We arrange all the baklavas in a lightly greased pan and bake at preheated at 200 C oven for about 15 minutes or until slightly golden brown.
We leave the dry injir baklava overnight.
We boil the syrup for 12-13 minutes, adding the half of the lemon at the very beginning. We pour carefully with a ladle half of the syrup over the baklava and leave the other half to boil for another 6-7 minutes.
We leave the dry injir baklava overnight. On the next morning the baklavas should be all soaked and ready. We serve them with a glass of cold water.
We should prepare the ashen water with ashes from wood and if possible - with orange blossom water or rose water.

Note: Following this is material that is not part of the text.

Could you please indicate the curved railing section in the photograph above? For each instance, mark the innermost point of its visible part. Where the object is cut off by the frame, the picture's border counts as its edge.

The story behind this recipeThis type of baklava was prepared by my great-grand mother and my grandmother only once in the year, just after Christmas, on Saint Stephen's Day. They have been doing this for tens of years, and their grandmothers have been preparing injir baklava before them during the times when Bulgaria was still part of the Ottoman Empire.
The weird thing is that only recently I found out that such a baklava is virtually unknown in Turkey or the Middle East and is prepared by Bulgarian ladies only in 2 small towns in Northern Bulgaria - Troyan and Lovech.
The rich and fatty baklava was the most delicious treat after the hardest Orthodox Christmas fasting and my great-grandmother allowed us only to have one baklava per day, even though we were not fasting during the communist times before 1989. I still remember the lemony taste, the snow, the old oil stove in the kitchen and the joy of the holidays which by that time started for real after Christmas.
Even more my great-grandmother and my grandma had their name-days on St. Stephen, and later on my younger sister, so the baklava was the celebration of femininity and the men from the family had to be gentle the whole day.
My grand mother died a couple of years ago and I never had the chance to prepare injir baklava along with her, but my sister was insisting that we should keep the tradition. We tried hard to restore the proportions of the ingredients, questioning aunts and old ladies from my ancestor's hometown Lovech.
Last Christmas was the first time I prepared injir baklava all by myself. My mother, my sister, my aunt and me celebrated an all-women St. Stephen's Day with baklava just like we did 30 years ago, and like my grandmother 130 years ago.